Unrelated to your question, but this lines (and all the lines below) is not really doing what you think it does: big promotes its argument to arbitrary precision, but if you perform some operations in double precision before converting to BigFloat then you get a highly inaccurate result in arbitrary precision. Instead you want to convert your operands to BigFloat and then perform the operations. You can do something like
big(2) * big(pi) / (big(154) / big(100000))
or maybe simplify to
big(100000) * big(pi) / big(77)
The same in the lines below. Note also that you can use cis(x) instead of exp(im *x).
julia> heatmap(rand(BigFloat, 200, 200))
Error showing value of type Plots.Plot{Plots.GRBackend}:
ERROR: BoundsError: attempt to access 256-element Vector{Float64} at index [257]
If I change your code to convert the output of besbeam to Float64 instead, I get a pretty picture:
Don’t know if this is what you’re expecting, but if it is maybe that’s a sign you don’t need BigFloat at all (given as Mose says it’s not really working the way you think it is in your current code anyway).

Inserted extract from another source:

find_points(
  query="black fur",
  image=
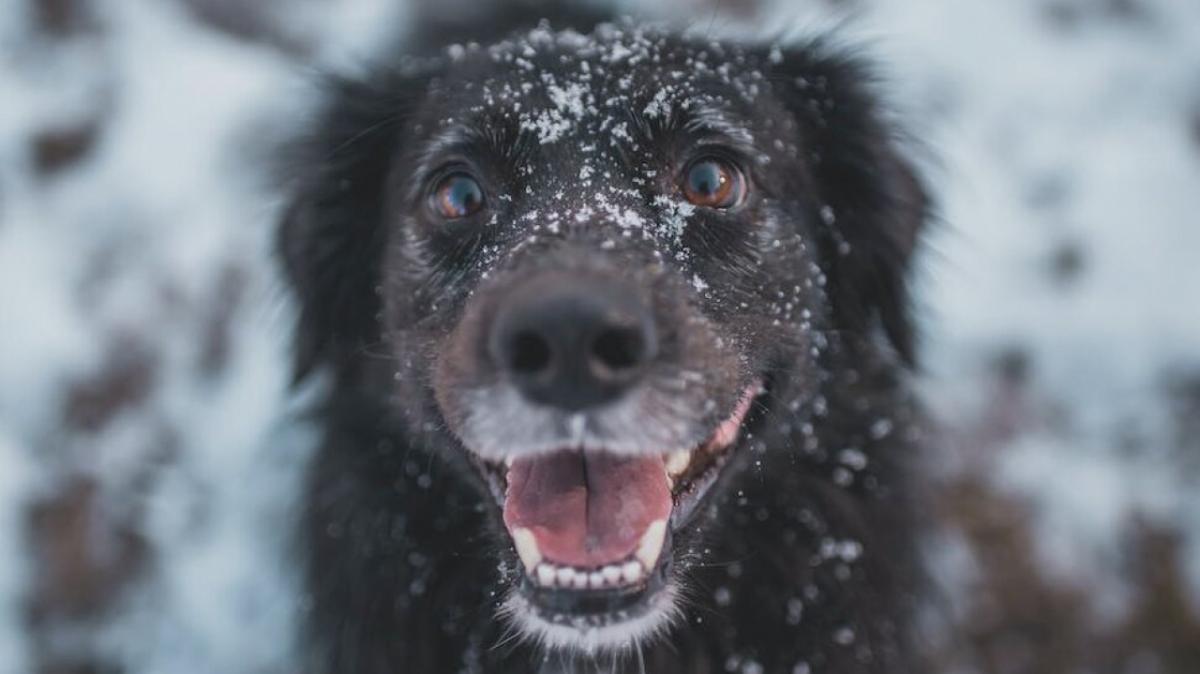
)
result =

Since it’s a know issue with Plots.jl (but only for BigFloat, I would suggest not using it, maybe rather Float128 from a package or) I would suggest a different plotting package, e.g. Makie.jl. That seems to be the future, there are also many others, e.g. GR.jl directly (what Plots.jl uses by default, it’s an abstraction layer for many), or pyplot (very fast), also VegaLite if I recall. Or PythonPlot.jl.